Most helpful comment

just to chip in -- I'm seeing this with jest 23.6 on a windows Jenkins CI server.

--runInBand does work, but doubles testing time, so it's not great, and since we have tests run before push, I can't enable this without making my team members super-sad
the graceful-fs override in package.json, as mentioned by @jsheetzati (https://github.com/facebook/jest/issues/4444#issuecomment-370533355) works, but it's a bit of a hack.

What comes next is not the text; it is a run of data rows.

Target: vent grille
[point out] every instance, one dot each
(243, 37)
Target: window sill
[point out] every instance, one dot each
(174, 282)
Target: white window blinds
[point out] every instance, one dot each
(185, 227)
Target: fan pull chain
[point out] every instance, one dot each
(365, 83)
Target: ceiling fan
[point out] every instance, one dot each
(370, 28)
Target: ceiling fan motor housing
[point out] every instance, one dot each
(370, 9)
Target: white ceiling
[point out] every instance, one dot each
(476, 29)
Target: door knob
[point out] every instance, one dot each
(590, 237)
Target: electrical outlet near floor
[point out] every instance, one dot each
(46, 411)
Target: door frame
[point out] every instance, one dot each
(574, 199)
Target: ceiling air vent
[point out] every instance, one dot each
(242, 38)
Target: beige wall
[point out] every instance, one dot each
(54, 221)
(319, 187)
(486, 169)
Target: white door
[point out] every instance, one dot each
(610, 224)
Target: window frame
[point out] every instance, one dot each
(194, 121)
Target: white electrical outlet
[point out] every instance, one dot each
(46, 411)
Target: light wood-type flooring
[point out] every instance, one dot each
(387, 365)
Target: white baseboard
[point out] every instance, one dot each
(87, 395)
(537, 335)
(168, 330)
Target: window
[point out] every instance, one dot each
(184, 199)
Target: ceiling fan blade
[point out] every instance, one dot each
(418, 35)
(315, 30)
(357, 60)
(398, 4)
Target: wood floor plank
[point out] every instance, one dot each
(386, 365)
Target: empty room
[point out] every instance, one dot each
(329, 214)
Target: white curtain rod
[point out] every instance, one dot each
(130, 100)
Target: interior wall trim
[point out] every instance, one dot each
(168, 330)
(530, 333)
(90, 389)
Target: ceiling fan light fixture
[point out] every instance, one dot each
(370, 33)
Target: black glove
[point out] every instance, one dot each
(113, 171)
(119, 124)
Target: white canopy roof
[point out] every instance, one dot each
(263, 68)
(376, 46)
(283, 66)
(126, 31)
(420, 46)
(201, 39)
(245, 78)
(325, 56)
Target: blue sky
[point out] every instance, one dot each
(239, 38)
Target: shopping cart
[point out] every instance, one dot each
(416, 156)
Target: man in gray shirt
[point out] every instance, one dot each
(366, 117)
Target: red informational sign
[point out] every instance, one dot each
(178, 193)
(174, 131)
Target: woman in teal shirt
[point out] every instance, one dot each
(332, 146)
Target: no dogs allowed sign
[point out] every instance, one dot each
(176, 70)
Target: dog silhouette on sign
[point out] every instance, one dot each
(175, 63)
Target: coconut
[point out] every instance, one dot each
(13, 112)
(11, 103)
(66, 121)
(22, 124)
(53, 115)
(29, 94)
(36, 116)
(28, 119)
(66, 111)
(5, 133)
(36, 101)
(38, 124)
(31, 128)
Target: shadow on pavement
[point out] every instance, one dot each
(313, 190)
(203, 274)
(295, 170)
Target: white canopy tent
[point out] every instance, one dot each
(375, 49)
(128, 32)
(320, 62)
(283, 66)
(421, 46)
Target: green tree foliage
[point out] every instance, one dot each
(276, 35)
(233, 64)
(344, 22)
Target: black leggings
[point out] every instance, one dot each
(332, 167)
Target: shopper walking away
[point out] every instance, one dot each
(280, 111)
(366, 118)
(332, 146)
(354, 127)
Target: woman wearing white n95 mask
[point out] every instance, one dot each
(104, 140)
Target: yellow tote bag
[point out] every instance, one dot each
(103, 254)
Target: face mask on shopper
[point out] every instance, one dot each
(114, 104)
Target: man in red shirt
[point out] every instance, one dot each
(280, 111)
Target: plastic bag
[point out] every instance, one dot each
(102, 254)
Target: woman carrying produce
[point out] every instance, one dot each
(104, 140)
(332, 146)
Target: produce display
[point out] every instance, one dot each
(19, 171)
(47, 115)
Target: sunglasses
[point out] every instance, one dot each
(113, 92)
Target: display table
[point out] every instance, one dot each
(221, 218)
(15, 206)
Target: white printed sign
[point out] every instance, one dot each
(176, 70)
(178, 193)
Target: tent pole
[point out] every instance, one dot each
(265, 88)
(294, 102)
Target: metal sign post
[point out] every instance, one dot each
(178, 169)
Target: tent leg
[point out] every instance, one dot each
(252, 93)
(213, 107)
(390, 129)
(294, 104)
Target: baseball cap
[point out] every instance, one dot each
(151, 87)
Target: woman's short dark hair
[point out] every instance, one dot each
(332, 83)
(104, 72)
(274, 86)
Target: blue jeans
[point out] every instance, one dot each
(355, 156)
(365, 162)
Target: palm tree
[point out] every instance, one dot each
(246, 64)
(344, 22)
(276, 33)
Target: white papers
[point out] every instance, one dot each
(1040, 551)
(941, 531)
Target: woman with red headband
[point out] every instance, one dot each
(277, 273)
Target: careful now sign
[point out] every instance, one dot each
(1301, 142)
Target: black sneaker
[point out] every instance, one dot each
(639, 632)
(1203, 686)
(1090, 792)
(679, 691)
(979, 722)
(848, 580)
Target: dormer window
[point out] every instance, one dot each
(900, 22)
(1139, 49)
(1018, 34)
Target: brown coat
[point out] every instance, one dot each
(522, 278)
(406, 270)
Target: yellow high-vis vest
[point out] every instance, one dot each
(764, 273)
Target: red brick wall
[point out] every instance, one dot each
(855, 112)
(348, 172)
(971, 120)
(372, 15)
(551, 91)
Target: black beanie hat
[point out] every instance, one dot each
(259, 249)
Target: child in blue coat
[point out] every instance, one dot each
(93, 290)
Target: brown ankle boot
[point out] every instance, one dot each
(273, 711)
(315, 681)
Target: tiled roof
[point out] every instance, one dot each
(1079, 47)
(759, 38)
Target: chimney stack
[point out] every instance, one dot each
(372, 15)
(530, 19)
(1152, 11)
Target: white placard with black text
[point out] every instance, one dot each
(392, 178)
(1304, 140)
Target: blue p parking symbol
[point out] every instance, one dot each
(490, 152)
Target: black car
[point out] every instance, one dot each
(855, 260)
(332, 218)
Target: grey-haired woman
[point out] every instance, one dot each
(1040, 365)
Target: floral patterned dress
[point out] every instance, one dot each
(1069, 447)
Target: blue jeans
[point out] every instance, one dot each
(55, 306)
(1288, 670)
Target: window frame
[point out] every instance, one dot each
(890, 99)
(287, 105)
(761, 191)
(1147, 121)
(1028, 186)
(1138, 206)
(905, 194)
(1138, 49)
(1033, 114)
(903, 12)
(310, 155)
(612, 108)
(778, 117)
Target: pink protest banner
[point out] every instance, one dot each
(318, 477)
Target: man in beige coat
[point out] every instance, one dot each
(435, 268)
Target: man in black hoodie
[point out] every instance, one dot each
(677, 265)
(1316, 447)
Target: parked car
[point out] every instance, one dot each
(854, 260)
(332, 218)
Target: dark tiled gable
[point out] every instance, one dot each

Since graceful-fs isn't doing much about this (https://github.com/isaacs/node-graceful-fs/pull/131 hasn't seen action since July last year), perhaps it's time to fork? I've added a nag comment there, but I'm not expecting that to make anyone suddenly jump to sorting this out )':

fluffynuts on 23 Jan 2019

👍9

All 79 comments

Isn't this related? https://github.com/facebook/jest/pull/4432

thymikee on 11 Sep 2017

I don't believe so. I believe the case we see in our repo is the exact same file getting mocked for 2 different processes (while running in parallel) which causes the cache write operation to fail because one process has the file locked. That ticket looks like is more about different files with the same contents. We don't have any of those cases in the repositories we host that we ran into this issue.

bookman25 on 12 Sep 2017

We basically run into the same issue with our tests. One easy way to reproduce was to remove jest cacheDirectory to force cache generation on the next run.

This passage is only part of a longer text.